Phase 4: Multi-step Autonomous Planner
The planner can eventually plan multiple steps instead of one tool call.
For example:
First retrieve available cards
Then filter by no annual fee
Then compare reward categories
Then generate a recommendation
At this point, the planner becomes closer to a task decomposition engine.
That can be powerful, but it also increases the need for evaluation, guardrails, state management, and observability.
The Core Takeaway
The planner is not the only place where an agentic workflow can connect to an LLM.
A more accurate statement is:
The planner is often the most important LLM integration point because it decides what should happen next.

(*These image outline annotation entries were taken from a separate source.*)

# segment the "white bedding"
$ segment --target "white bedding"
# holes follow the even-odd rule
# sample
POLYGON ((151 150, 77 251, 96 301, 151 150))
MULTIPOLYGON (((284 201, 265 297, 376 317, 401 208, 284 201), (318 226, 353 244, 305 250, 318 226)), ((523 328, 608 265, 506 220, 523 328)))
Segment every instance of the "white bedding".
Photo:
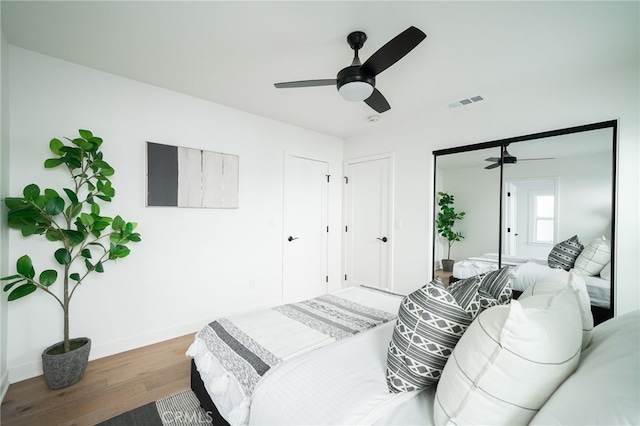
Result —
POLYGON ((435 389, 390 393, 386 323, 269 371, 251 404, 252 425, 433 424, 435 389))
POLYGON ((194 358, 220 414, 231 425, 246 424, 253 391, 265 374, 313 349, 393 323, 402 298, 350 287, 296 304, 219 318, 197 333, 187 355, 194 358))
MULTIPOLYGON (((514 290, 524 291, 540 278, 556 271, 550 268, 545 259, 519 258, 502 256, 502 265, 513 266, 514 274, 511 286, 514 290)), ((498 269, 498 255, 487 253, 482 256, 470 257, 453 265, 453 276, 464 279, 473 275, 498 269)), ((593 306, 609 308, 611 306, 611 281, 599 276, 582 276, 587 284, 587 292, 593 306)))

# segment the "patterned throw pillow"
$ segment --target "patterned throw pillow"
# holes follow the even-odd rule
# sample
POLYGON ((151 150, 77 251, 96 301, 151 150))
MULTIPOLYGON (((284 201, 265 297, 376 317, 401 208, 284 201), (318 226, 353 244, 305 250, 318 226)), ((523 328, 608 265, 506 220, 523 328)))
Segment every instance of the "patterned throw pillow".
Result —
POLYGON ((551 249, 549 258, 547 259, 549 267, 568 271, 573 268, 573 265, 583 248, 584 246, 580 243, 577 235, 556 244, 551 249))
POLYGON ((481 311, 498 304, 488 292, 481 292, 481 284, 475 276, 457 282, 449 292, 436 278, 404 298, 387 352, 390 392, 409 392, 438 382, 467 327, 481 311))
MULTIPOLYGON (((478 292, 480 294, 481 300, 483 298, 495 299, 500 305, 511 302, 511 299, 513 298, 513 289, 511 287, 511 272, 512 268, 510 266, 503 266, 498 270, 477 275, 477 279, 479 280, 478 292)), ((468 279, 473 278, 476 277, 471 277, 468 279)), ((467 280, 457 281, 451 284, 447 289, 451 294, 454 294, 458 291, 458 286, 465 285, 465 281, 467 280)), ((483 310, 487 307, 489 306, 483 307, 483 310)))

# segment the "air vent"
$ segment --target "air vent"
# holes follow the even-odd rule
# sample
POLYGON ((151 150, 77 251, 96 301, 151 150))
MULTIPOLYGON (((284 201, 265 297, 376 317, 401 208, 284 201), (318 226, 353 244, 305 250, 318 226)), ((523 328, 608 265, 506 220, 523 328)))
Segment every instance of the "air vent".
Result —
POLYGON ((459 106, 471 105, 475 102, 480 102, 480 101, 484 101, 484 98, 482 96, 474 96, 472 98, 461 99, 459 101, 451 102, 449 104, 449 108, 458 108, 459 106))

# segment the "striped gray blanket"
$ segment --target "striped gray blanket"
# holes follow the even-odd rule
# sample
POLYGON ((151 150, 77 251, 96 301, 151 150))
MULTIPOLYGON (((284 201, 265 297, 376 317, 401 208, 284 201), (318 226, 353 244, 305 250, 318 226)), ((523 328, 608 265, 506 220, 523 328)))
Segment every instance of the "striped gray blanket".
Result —
POLYGON ((402 298, 369 287, 351 287, 299 303, 219 318, 196 335, 196 365, 201 376, 208 376, 209 383, 203 381, 210 394, 226 392, 228 385, 220 389, 217 384, 221 376, 227 376, 225 381, 237 382, 246 401, 262 376, 283 361, 395 320, 402 298), (203 374, 209 373, 208 365, 200 368, 209 356, 217 372, 203 374))

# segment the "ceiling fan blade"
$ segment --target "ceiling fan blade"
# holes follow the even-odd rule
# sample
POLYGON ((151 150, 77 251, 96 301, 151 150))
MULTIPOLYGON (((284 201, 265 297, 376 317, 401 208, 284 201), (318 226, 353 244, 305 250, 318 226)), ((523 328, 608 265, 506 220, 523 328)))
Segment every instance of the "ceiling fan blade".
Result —
POLYGON ((331 78, 326 80, 287 81, 285 83, 275 83, 274 86, 277 89, 290 89, 295 87, 335 86, 336 83, 337 80, 331 78))
POLYGON ((427 35, 416 27, 409 27, 378 49, 360 69, 375 77, 411 52, 426 37, 427 35))
POLYGON ((371 96, 365 99, 364 102, 380 114, 391 109, 391 105, 378 89, 373 89, 371 96))

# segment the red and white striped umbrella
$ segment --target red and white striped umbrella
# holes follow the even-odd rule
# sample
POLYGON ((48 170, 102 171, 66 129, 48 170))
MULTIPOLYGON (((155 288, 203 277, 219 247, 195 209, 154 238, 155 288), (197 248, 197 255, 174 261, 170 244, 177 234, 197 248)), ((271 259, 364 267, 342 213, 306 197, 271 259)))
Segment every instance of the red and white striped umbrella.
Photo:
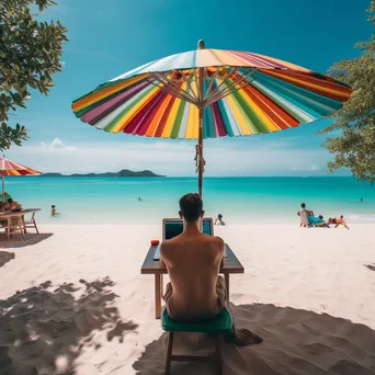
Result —
POLYGON ((32 168, 19 164, 12 160, 0 158, 0 174, 2 177, 2 202, 4 202, 4 177, 5 175, 26 175, 26 174, 42 174, 32 168))

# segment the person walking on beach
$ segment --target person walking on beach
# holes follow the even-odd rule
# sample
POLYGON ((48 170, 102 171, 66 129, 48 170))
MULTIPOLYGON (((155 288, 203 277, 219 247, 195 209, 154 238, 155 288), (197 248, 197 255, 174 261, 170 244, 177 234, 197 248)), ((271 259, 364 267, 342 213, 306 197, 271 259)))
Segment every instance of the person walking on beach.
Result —
POLYGON ((56 206, 53 204, 50 206, 50 216, 56 216, 56 215, 58 215, 58 212, 56 211, 56 206))
POLYGON ((223 221, 223 215, 218 214, 217 218, 215 219, 214 225, 225 225, 225 223, 223 221))
POLYGON ((298 209, 297 215, 300 218, 300 227, 308 227, 309 226, 309 220, 308 216, 314 216, 314 211, 306 209, 306 204, 302 203, 300 204, 300 209, 298 209))
MULTIPOLYGON (((174 320, 209 320, 224 307, 229 308, 225 281, 219 276, 225 243, 219 237, 202 234, 204 211, 198 194, 186 194, 179 203, 183 232, 160 246, 160 266, 167 268, 170 277, 163 297, 167 311, 174 320)), ((250 330, 235 326, 230 339, 239 346, 263 341, 250 330)))
POLYGON ((333 218, 330 224, 334 224, 334 228, 337 228, 338 226, 342 225, 344 228, 350 229, 348 227, 346 221, 343 219, 342 215, 340 216, 340 218, 333 218))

But in a complete agentic workflow, LLMs can also be used for:
Argument extraction
Response generation
Memory summarization
Quality evaluation
Safety classification
Compliance checks
A simple autonomous agent puts many of these responsibilities inside one repeated LLM loop.

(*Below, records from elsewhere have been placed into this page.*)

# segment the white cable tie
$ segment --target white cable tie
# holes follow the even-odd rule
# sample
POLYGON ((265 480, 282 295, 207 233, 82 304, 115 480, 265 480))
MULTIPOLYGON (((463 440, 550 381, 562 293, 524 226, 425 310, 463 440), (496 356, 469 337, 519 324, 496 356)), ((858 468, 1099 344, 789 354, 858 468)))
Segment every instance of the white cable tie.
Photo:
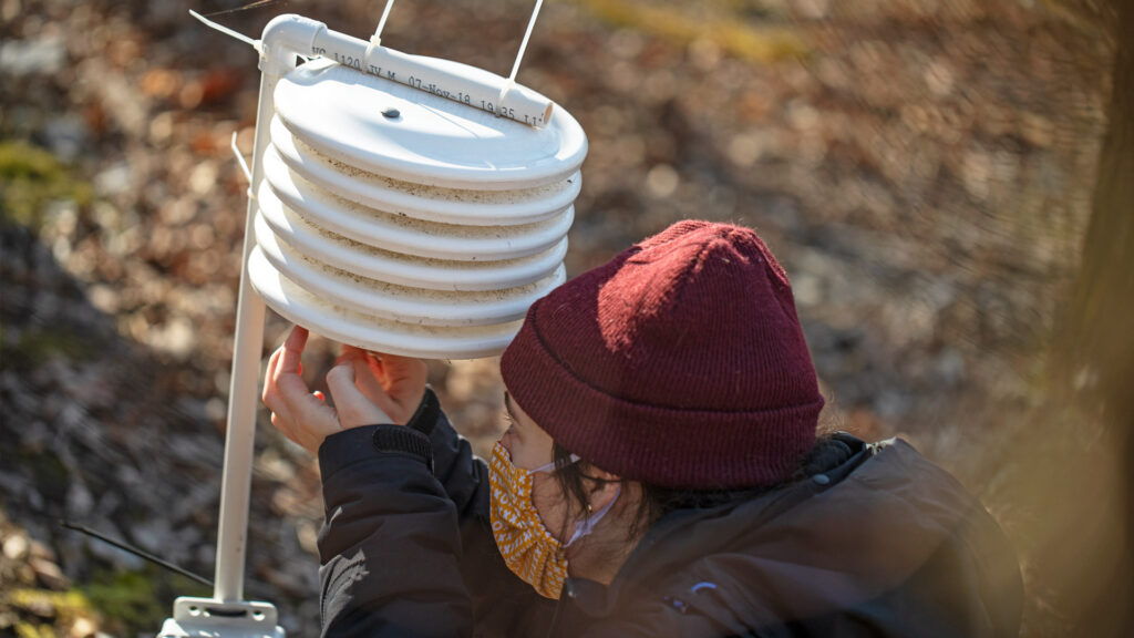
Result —
MULTIPOLYGON (((237 135, 237 133, 236 133, 236 131, 234 131, 232 132, 232 154, 236 156, 236 161, 239 162, 240 170, 244 171, 244 176, 248 178, 248 184, 249 184, 248 194, 251 195, 252 194, 252 187, 251 187, 251 184, 252 184, 252 170, 248 168, 248 162, 246 162, 244 160, 244 154, 240 153, 240 148, 236 145, 236 135, 237 135)), ((253 198, 253 199, 255 199, 255 198, 253 198)))
POLYGON ((243 33, 240 33, 238 31, 232 31, 231 28, 228 28, 225 25, 217 24, 217 23, 212 22, 211 19, 202 16, 201 14, 194 11, 193 9, 189 9, 189 15, 193 16, 194 18, 196 18, 197 20, 200 20, 202 24, 204 24, 209 28, 214 30, 214 31, 219 31, 219 32, 223 33, 225 35, 228 35, 229 37, 235 37, 235 39, 239 40, 240 42, 244 42, 245 44, 249 44, 253 49, 256 50, 257 53, 260 53, 261 56, 263 54, 263 51, 261 50, 260 41, 259 40, 253 40, 253 39, 248 37, 247 35, 245 35, 245 34, 243 34, 243 33))
POLYGON ((376 66, 376 65, 372 65, 371 64, 370 56, 374 52, 374 49, 378 49, 381 45, 382 45, 382 39, 379 37, 379 35, 376 33, 374 35, 370 36, 370 44, 366 44, 366 52, 363 53, 363 56, 362 56, 362 59, 366 61, 366 66, 369 66, 369 67, 370 66, 376 66))

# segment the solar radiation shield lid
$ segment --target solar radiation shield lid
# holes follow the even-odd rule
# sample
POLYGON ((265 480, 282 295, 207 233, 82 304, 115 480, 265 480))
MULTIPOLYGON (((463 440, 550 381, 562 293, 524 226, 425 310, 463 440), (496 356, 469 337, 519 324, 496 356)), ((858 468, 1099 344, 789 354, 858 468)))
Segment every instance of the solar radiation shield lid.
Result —
MULTIPOLYGON (((492 75, 450 60, 433 64, 456 75, 492 75)), ((285 127, 318 152, 414 184, 534 188, 567 179, 586 157, 586 135, 562 108, 534 128, 434 95, 428 86, 413 89, 329 60, 281 78, 274 101, 285 127)))

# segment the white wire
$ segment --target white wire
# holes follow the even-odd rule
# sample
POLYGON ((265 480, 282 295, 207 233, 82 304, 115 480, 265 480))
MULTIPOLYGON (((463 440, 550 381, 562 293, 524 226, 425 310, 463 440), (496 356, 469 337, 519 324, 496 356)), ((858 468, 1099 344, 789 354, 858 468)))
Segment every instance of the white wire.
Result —
POLYGON ((382 42, 382 30, 386 28, 386 18, 390 17, 390 9, 393 8, 393 0, 386 0, 386 8, 382 9, 382 19, 378 20, 378 28, 374 30, 374 35, 370 37, 371 43, 375 47, 382 42))
POLYGON ((201 20, 201 23, 204 24, 205 26, 208 26, 209 28, 217 30, 217 31, 223 33, 225 35, 235 37, 235 39, 239 40, 240 42, 244 42, 245 44, 251 44, 252 48, 255 49, 256 51, 260 50, 260 41, 259 40, 253 40, 253 39, 248 37, 247 35, 245 35, 245 34, 243 34, 243 33, 240 33, 238 31, 232 31, 231 28, 228 28, 227 26, 219 25, 219 24, 212 22, 211 19, 202 16, 201 14, 194 11, 193 9, 189 9, 189 15, 193 16, 193 17, 195 17, 195 18, 197 18, 198 20, 201 20))
POLYGON ((532 19, 527 20, 527 31, 524 33, 524 41, 519 43, 519 53, 516 54, 516 64, 511 66, 511 75, 508 76, 508 82, 516 82, 516 74, 519 73, 519 61, 524 59, 524 51, 527 50, 527 40, 532 36, 532 30, 535 28, 535 18, 539 17, 540 7, 542 6, 543 0, 535 0, 532 19))

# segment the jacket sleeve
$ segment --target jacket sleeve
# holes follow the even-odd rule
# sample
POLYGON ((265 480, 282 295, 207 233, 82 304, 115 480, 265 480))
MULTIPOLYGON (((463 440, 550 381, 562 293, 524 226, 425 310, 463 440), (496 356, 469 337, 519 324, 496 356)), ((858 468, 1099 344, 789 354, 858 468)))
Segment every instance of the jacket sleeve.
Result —
POLYGON ((367 426, 319 451, 325 638, 471 636, 457 509, 430 471, 426 436, 367 426))

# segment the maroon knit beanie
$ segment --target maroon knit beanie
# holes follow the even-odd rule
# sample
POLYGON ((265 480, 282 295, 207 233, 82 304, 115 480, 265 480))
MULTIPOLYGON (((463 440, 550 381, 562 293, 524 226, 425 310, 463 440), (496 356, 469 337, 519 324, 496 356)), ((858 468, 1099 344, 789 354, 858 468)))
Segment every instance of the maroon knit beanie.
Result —
POLYGON ((778 482, 823 406, 784 269, 755 232, 708 221, 535 302, 500 372, 556 443, 662 487, 778 482))

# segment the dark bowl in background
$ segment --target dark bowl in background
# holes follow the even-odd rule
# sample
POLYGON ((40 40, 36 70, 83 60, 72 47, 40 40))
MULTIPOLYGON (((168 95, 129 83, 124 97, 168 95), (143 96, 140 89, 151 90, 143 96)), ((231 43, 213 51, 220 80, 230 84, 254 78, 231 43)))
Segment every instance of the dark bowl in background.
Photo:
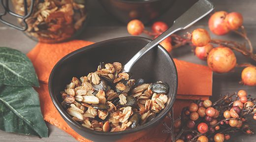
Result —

A production-style agent separates them into explicit modules.
The final mental model is:
Simple Agent:
LLM = planner + tool selector + argument generator + controller + response writer
Production-style Agent:
Runtime = controller
Planner = decision maker
ToolExecutor = executor
Registry = capability provider
Renderer = response writer
Memory = state/history manager
Evaluator/Guardrail = safety and quality control
So when designing an agentic application, the better question is not only:
Where do we put the LLM?
The better question is:
What is this module responsible for?
Does this responsibility actually require an LLM?
If it does, what are the LLM's inputs, outputs, boundaries, and failure handling strategy?
That is the key shift from building demo agents to designing production-grade agentic workflows.